The `.with_channels(N)` method exposes `N` texture/sampler pairs in Group 2, making them globally accessible to **all passes** of a multi-pass shader. This is the preferred way to pipe in video, webcam feeds, or static images into complex simulations.

- *Example: `fluid.rs` uses `.with_channels(1)` to feed a video into its simulation.*

### Audio Spectrum Analysis (`.with_audio_spectrum()`)
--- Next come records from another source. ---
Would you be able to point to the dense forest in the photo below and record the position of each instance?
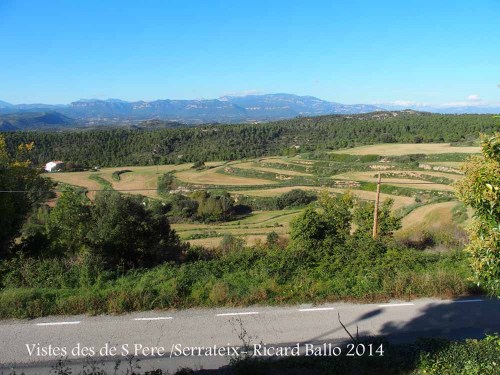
(143, 146)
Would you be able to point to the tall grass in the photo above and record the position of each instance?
(245, 277)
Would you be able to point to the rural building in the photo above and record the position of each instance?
(54, 166)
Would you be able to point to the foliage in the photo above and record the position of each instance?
(231, 142)
(480, 189)
(120, 230)
(387, 222)
(29, 190)
(330, 225)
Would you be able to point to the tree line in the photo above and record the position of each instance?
(114, 147)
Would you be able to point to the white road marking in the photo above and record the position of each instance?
(233, 314)
(396, 304)
(157, 318)
(57, 323)
(317, 309)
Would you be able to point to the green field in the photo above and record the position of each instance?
(417, 186)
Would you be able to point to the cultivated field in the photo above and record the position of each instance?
(422, 189)
(393, 149)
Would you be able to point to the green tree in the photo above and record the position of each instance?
(387, 222)
(124, 231)
(22, 190)
(326, 226)
(480, 189)
(68, 223)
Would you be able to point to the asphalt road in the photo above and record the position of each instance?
(164, 339)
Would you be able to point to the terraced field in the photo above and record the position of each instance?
(393, 149)
(421, 188)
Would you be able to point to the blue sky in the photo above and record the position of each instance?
(438, 52)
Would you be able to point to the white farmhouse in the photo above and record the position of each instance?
(54, 166)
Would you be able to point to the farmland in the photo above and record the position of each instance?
(418, 177)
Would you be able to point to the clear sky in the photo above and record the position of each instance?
(352, 51)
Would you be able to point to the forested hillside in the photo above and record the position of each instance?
(140, 146)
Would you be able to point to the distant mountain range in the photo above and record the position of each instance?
(227, 109)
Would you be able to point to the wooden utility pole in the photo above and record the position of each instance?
(375, 213)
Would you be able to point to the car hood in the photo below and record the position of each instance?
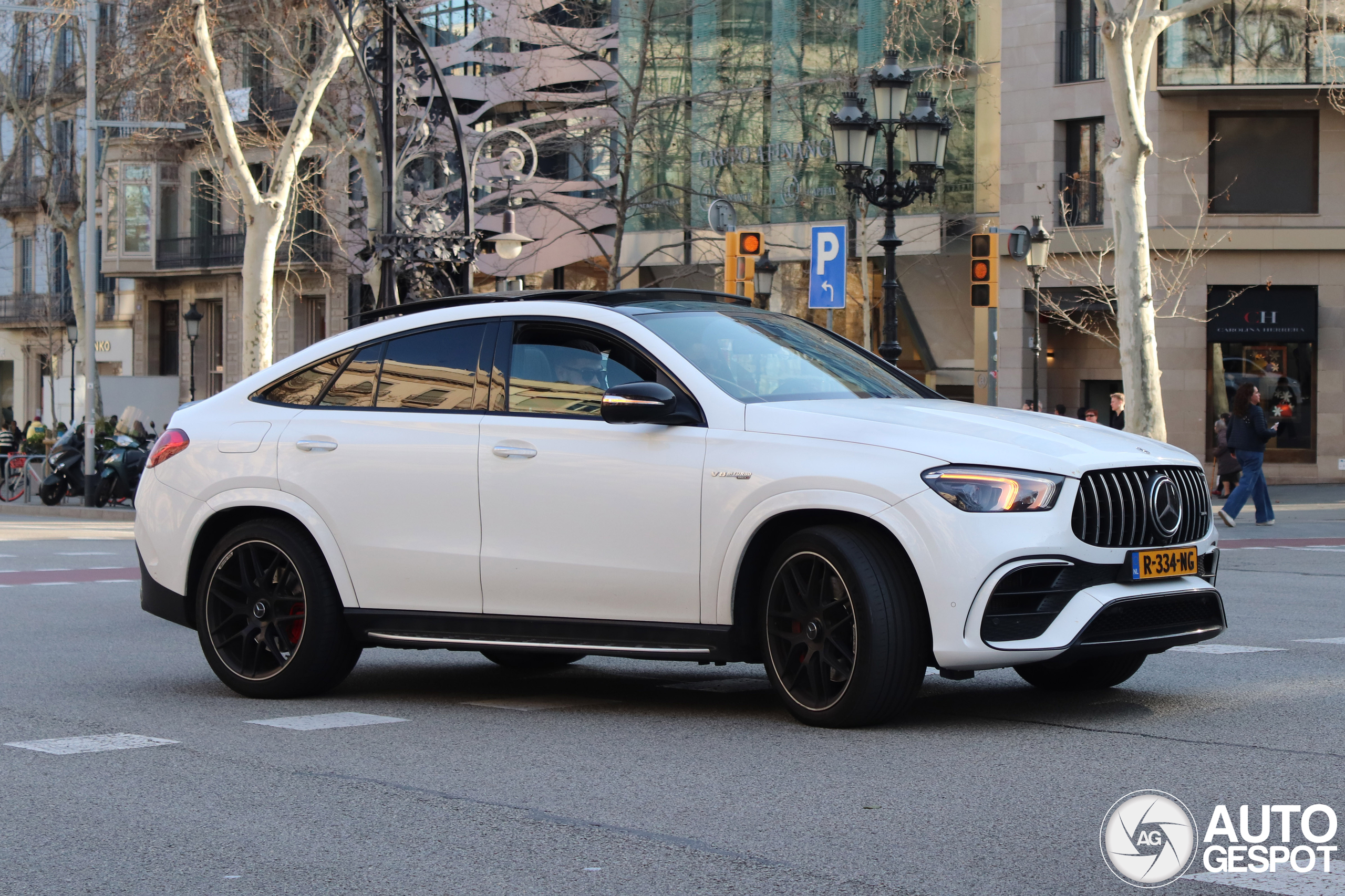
(959, 432)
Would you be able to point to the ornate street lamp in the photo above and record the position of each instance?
(1039, 251)
(193, 319)
(509, 245)
(73, 338)
(765, 277)
(854, 133)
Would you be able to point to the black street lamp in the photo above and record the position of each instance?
(193, 319)
(854, 133)
(1039, 249)
(73, 338)
(764, 277)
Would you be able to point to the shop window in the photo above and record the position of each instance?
(1245, 145)
(1267, 337)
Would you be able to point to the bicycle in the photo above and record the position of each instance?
(15, 477)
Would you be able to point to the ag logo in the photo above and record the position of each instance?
(1147, 839)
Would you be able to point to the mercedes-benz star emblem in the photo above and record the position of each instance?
(1165, 505)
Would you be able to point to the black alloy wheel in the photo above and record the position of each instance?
(810, 626)
(268, 614)
(844, 626)
(255, 610)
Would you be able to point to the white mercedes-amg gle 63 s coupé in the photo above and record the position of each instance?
(661, 474)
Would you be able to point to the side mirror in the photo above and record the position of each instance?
(638, 403)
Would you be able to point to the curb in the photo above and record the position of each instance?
(71, 512)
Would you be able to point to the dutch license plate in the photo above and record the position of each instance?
(1163, 563)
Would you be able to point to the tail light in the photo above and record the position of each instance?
(167, 446)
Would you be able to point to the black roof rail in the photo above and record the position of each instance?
(595, 296)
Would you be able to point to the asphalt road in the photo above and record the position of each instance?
(623, 777)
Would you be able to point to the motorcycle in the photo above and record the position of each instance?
(121, 466)
(66, 462)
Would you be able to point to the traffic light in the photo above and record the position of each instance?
(985, 271)
(739, 262)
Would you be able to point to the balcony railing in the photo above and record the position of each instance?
(210, 251)
(226, 251)
(1080, 201)
(1080, 56)
(35, 308)
(1253, 42)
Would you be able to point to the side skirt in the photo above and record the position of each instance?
(597, 637)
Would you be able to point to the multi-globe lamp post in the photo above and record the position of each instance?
(73, 338)
(1039, 251)
(193, 319)
(854, 133)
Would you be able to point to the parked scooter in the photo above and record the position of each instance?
(121, 468)
(66, 461)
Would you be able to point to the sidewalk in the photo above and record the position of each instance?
(69, 512)
(1301, 512)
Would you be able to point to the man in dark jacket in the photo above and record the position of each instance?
(1247, 435)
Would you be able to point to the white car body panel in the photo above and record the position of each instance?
(570, 532)
(400, 494)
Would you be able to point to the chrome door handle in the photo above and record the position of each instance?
(315, 444)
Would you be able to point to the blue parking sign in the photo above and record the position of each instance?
(826, 282)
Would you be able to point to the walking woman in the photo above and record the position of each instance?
(1247, 435)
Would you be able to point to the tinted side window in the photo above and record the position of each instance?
(304, 387)
(432, 370)
(565, 370)
(354, 387)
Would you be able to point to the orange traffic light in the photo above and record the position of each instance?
(985, 272)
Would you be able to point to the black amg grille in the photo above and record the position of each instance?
(1160, 617)
(1113, 507)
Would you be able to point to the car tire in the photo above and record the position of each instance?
(844, 629)
(268, 614)
(1094, 673)
(534, 660)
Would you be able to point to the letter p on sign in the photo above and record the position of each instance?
(827, 274)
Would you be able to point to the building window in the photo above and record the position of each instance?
(1080, 50)
(1246, 147)
(446, 23)
(1080, 185)
(1267, 337)
(136, 200)
(310, 320)
(26, 264)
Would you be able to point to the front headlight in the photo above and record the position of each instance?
(985, 490)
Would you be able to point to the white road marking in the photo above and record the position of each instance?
(1313, 883)
(530, 704)
(1222, 649)
(325, 720)
(90, 744)
(724, 685)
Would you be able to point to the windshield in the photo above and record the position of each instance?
(759, 356)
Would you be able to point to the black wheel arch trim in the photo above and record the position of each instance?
(164, 602)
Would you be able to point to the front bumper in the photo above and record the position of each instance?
(962, 557)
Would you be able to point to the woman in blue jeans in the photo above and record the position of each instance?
(1247, 435)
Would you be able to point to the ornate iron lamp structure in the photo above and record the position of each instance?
(428, 228)
(854, 132)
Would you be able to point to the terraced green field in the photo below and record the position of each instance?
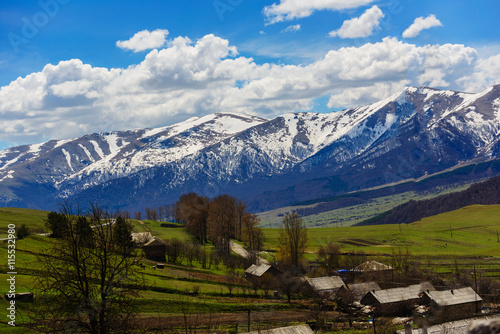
(470, 231)
(466, 238)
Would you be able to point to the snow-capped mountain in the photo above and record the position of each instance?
(265, 162)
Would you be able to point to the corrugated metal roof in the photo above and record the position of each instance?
(401, 294)
(455, 327)
(258, 270)
(361, 289)
(300, 329)
(454, 297)
(325, 283)
(155, 242)
(372, 266)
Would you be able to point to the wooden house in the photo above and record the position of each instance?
(299, 329)
(453, 304)
(155, 250)
(354, 292)
(261, 274)
(398, 301)
(323, 286)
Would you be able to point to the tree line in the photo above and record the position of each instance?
(219, 220)
(486, 193)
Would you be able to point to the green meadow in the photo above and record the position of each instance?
(470, 231)
(467, 237)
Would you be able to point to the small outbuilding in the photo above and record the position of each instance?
(354, 292)
(261, 273)
(323, 286)
(372, 265)
(453, 304)
(300, 329)
(155, 250)
(398, 301)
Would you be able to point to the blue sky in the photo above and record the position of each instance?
(63, 74)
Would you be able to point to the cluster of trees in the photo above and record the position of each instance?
(218, 220)
(88, 273)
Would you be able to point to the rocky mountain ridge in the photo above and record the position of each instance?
(267, 163)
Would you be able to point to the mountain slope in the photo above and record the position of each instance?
(485, 193)
(268, 163)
Use `.with_audio_spectrum(69)` to **visualize** audio from loaded media files. GStreamer's spectrum analyzer processes the audio stream and writes frequency data to a GPU buffer that your shader can read.

- **Buffer Layout**:
  - Indices 0-63: frequency band magnitudes (RMS-normalized)
  - Index 64: BPM value 
  - Index 65: bass energy (pre-computed, ~0-200Hz)
  - Index 66: mid energy (pre-computed, ~200-4000Hz)
  - Index 67: high energy (pre-computed, ~4000-20000Hz)
  - Index 68: total energy (weighted average)
- **Shader Access**: `@group(2) var<storage, read> audio_spectrum: array<f32>` (read-only)
- **Data Source**: Loaded audio/video files (mp3, wav, ogg, mp4, etc.)
- **Features**: RMS-normalized, real-time BPM detection, pre-computed energy bands
- **Example**: `audiovis.rs` - Spectrum visualizer with beat-synced animations

### Fonts

The `.with_fonts()` method provides texture (see `assets/fonts/fonttexture.png`) needed to render text directly inside your shader

- *Examples: `debugscreen.rs` uses this for its UI, and `cnn.rs` uses it to label its output bars.*